In 2011, I blogged extensively about a former practicing lawyer who manipulated his Twitter following to appear much more popular to prospective clients than he actually was. I even reached out to the FTC and made a public comment on the need to update its Online Advertising Guidelines to protect consumers and businesses about these practices.
In 2012, I met with multiple members of the Better Business Bureau’s National Advertising Division (NAD) in New York City (I have the emails to prove it) to warn them about the issue of fake and inflated social media followings and credentials. While my initial contact (who is a lawyer) was very generous with her time, her superiors cast doubt on my belief that this was a major consumer protection issue so my warnings were not heeded.
Over the weekend, The New York Times published an investigative report on Social Media Credential Fraud and the fallout has started. Numerous famous people accused of inflating their social media presence have been exposed. The Chicago Sun-Times movie critic has even been suspended over the allegations that his Twitter presence was greatly inflated.

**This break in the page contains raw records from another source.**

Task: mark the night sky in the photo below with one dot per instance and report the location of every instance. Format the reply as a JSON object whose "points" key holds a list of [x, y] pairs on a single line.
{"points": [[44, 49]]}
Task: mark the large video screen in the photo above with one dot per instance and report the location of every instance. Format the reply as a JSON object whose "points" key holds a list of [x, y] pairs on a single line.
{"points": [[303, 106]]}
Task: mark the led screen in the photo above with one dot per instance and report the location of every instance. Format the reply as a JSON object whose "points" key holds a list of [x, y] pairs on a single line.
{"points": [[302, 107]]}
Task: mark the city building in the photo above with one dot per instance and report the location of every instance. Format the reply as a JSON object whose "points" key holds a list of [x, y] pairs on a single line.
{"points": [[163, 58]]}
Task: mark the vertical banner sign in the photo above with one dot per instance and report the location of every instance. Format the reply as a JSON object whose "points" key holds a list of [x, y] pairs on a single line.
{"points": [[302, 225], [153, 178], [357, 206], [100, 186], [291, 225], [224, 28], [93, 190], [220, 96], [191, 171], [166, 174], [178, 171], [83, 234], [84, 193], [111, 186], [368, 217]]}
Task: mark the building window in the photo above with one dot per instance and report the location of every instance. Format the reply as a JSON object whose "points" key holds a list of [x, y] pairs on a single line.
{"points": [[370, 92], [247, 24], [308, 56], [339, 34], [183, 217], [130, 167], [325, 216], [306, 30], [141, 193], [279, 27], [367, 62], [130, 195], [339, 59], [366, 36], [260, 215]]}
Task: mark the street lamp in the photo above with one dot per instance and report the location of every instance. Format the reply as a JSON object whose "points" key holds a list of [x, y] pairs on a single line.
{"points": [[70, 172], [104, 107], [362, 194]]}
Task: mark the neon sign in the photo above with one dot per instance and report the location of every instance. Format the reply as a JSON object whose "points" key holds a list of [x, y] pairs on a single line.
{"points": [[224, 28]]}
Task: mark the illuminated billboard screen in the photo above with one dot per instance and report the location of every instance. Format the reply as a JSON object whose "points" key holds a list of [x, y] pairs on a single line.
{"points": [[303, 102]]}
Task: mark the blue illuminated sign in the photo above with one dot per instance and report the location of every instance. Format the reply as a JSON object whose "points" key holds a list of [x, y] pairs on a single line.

While the New York State Attorney General has announced it will investigate the companies selling Twitter followers, it needs to cast a much wider net. The Social Media Influencer advertising industry is filled with fraud and the New York Attorney General and the FTC should open an investigation into the entire social media advertising industry because consumers and those who pay Social Media Influencers to promote their brands are being misled by intentionally false and inflated social media followings.